Maoloni noted that this is the only way to get the industry to move away from using cash or checks as that vehicle of value exchange.
Another important principle is standards, but it’s often the one that is the most difficult for payments players to get into market or adopt.
“Standards are sort of a tricky thing — they’re standards, but they tend to be implemented or deviated at the national or domestic level,” Maoloni said.
While standards are important for helping the entire payments value chain to a common point and push the market into a certain direction so that each piece of the chain doesn’t have to do a proprietary set of development or implementation, they can still be quite challenging to implement.
“We know we need to drive toward standards — the issue is that sometimes we tend to deviate them to mask certain domestic-level problems or domestic-level friction,” he said of the market as a whole.
Moving Down The Path of Openness
Another principle that is often tough for a payments industry to implement is moving away from the traditional closed approach to bringing products and services to market.
However, INTERAC’s perspective is that pursuing openness offers a more robust and innovation-encouraging way to proceed.
“We want to encourage a set of openness where people can initiate the creation of a payment instruction but not add any consumer or business risk into that type of interaction,” Maoloni explained.

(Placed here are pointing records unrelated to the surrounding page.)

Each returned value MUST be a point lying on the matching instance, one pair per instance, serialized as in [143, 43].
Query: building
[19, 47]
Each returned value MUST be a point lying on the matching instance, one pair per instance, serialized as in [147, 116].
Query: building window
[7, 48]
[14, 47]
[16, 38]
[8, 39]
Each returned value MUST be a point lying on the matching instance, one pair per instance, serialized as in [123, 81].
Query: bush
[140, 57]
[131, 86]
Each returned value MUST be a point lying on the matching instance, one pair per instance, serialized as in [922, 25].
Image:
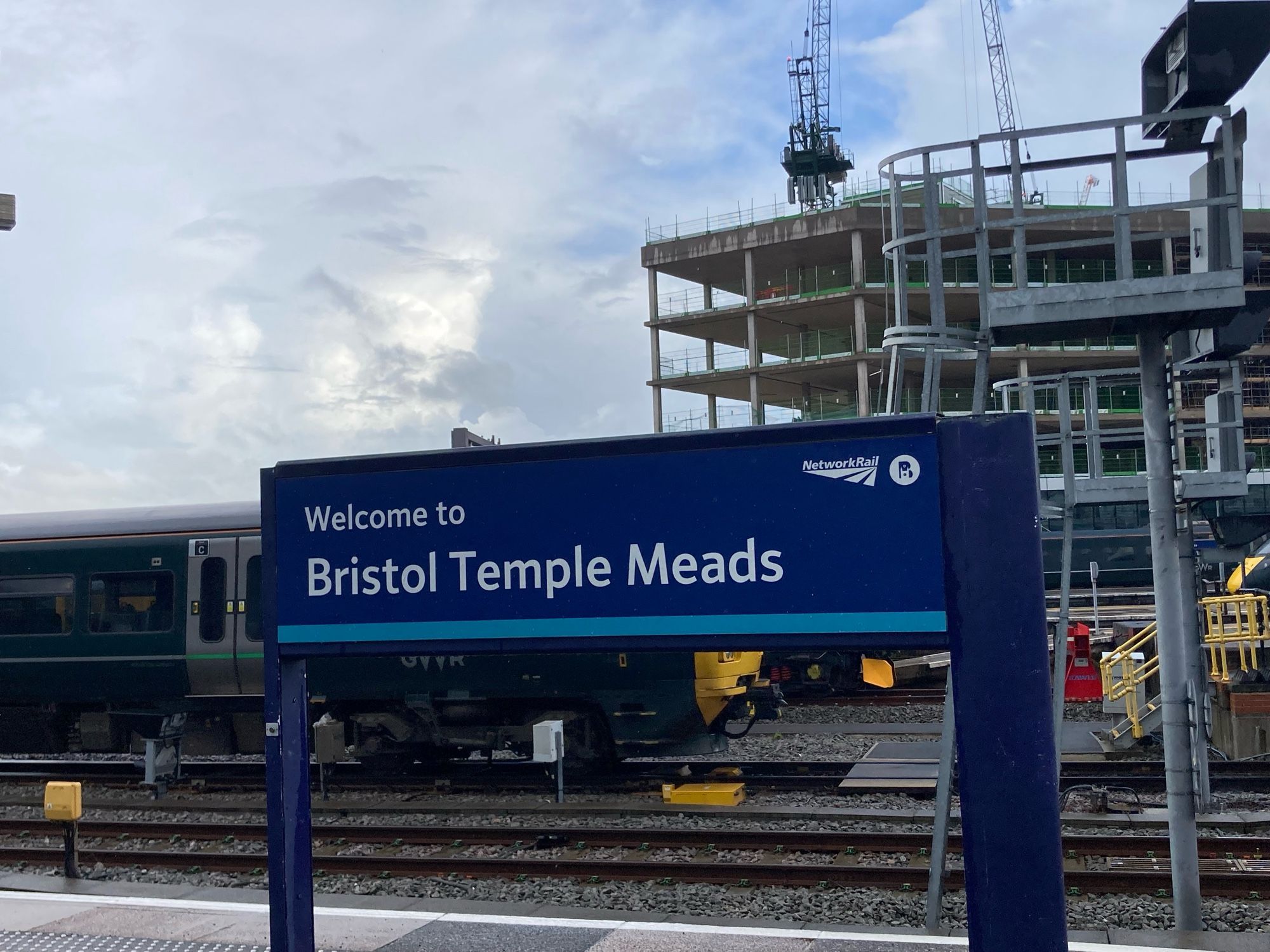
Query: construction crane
[1004, 84]
[813, 161]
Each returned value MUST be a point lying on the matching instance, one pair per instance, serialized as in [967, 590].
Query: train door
[210, 615]
[248, 645]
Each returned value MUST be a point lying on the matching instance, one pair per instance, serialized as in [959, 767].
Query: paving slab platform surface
[48, 915]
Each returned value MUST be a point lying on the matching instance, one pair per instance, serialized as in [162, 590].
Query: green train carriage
[114, 620]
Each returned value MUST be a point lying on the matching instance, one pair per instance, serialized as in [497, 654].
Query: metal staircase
[1126, 672]
[1239, 624]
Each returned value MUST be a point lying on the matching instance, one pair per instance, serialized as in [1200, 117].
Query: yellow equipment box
[704, 794]
[64, 800]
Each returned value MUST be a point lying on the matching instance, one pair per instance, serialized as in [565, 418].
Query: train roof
[137, 521]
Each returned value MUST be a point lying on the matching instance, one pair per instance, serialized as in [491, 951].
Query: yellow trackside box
[704, 794]
[64, 800]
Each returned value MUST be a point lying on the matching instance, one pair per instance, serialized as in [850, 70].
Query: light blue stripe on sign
[827, 623]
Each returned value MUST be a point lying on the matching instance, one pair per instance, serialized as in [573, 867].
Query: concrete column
[656, 348]
[756, 407]
[858, 260]
[862, 342]
[712, 402]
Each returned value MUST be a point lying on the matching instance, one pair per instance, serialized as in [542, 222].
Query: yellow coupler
[704, 794]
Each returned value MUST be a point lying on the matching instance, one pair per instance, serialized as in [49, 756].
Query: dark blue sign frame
[970, 579]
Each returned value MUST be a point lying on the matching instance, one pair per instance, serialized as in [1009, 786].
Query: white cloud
[255, 233]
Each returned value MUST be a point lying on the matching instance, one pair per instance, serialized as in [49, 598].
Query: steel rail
[901, 878]
[642, 840]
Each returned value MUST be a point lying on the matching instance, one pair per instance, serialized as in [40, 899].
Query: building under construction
[777, 314]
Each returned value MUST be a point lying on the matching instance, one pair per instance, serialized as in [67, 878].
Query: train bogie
[114, 624]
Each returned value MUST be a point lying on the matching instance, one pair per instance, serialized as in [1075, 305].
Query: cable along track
[1234, 866]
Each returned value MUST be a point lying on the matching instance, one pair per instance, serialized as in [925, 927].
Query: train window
[211, 582]
[253, 598]
[37, 605]
[130, 602]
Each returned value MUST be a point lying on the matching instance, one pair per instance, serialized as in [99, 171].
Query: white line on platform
[422, 917]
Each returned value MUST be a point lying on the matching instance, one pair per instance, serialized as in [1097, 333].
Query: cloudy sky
[260, 232]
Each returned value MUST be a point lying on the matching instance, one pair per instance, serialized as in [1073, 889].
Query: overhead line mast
[813, 161]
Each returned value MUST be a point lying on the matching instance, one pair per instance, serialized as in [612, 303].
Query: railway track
[1231, 866]
[891, 697]
[1145, 776]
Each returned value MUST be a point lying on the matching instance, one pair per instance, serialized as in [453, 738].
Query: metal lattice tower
[999, 65]
[813, 159]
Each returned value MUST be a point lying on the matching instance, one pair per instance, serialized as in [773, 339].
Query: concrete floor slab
[344, 932]
[485, 937]
[1212, 941]
[18, 915]
[697, 941]
[63, 942]
[879, 945]
[130, 922]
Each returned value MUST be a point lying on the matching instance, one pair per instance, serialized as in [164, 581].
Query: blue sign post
[892, 532]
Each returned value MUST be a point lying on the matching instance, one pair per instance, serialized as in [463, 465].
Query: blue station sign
[824, 529]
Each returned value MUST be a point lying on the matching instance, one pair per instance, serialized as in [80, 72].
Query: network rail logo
[863, 470]
[857, 469]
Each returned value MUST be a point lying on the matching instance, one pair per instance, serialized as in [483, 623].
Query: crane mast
[999, 65]
[813, 159]
[1003, 82]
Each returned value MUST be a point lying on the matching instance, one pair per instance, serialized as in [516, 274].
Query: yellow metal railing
[1123, 673]
[1239, 620]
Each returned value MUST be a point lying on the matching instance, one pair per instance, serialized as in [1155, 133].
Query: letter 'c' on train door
[248, 638]
[210, 616]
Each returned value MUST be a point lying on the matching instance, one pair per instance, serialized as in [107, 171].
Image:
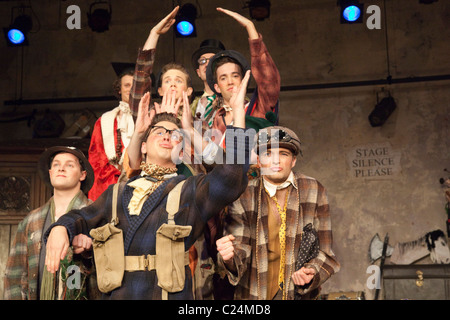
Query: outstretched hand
[169, 103]
[243, 21]
[237, 101]
[166, 23]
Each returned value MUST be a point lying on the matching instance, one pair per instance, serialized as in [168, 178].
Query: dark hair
[118, 82]
[163, 116]
[176, 66]
[221, 61]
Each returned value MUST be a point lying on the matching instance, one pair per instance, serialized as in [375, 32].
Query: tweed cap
[207, 46]
[44, 165]
[279, 136]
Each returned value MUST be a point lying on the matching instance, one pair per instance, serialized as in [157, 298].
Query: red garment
[104, 172]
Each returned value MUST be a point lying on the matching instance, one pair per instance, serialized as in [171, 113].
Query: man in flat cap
[111, 134]
[203, 105]
[226, 70]
[278, 242]
[67, 171]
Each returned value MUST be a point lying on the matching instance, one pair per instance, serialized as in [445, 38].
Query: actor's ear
[189, 91]
[144, 149]
[216, 86]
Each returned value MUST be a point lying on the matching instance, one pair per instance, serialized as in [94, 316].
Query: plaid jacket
[248, 222]
[202, 197]
[22, 268]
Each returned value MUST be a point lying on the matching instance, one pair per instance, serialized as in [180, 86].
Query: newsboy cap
[236, 56]
[207, 46]
[47, 155]
[281, 137]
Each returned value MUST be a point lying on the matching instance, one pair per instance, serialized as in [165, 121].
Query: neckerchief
[153, 176]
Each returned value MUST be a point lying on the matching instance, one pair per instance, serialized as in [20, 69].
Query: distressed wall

He said that INTERAC will soon bring to market an integration layer via APIs for companies that don’t necessarily want to be in the business of money movement but still want to create consumer experiences that allow people to exchange money either through a request or a sending of funds. It will offer these businesses the ability to create those instructions and not take the liability or the risks in actually moving the money.
With this type of offering, third-party developers can connect to INTERAC’s application and do some portion of the payment but not take on the risk or operational overhead that comes with the storage or transmittal of funds.
“It’s the first step toward a really innovative way of dealing with the risks in payments but also allowing for non-traditional participants to actually join the network and create new or unique things that actually benefit the entire market and the consumer,” Maoloni said.
The Power Of Balance
Though INTERAC’s white paper highlights the principles needed to develop and support faster payments, Maoloni said the biggest takeaway should be the importance of balance in creating these systems.
Establishing modernized payments systems is about striking the balance between the needs of all the stakeholders and the actions needed to move the industry forward.
“The principles are the design that you need to use to architect, and the balance is really what makes that architecture scale and remain pertinent in the market that you’re trying to solve for,” Maoloni explained.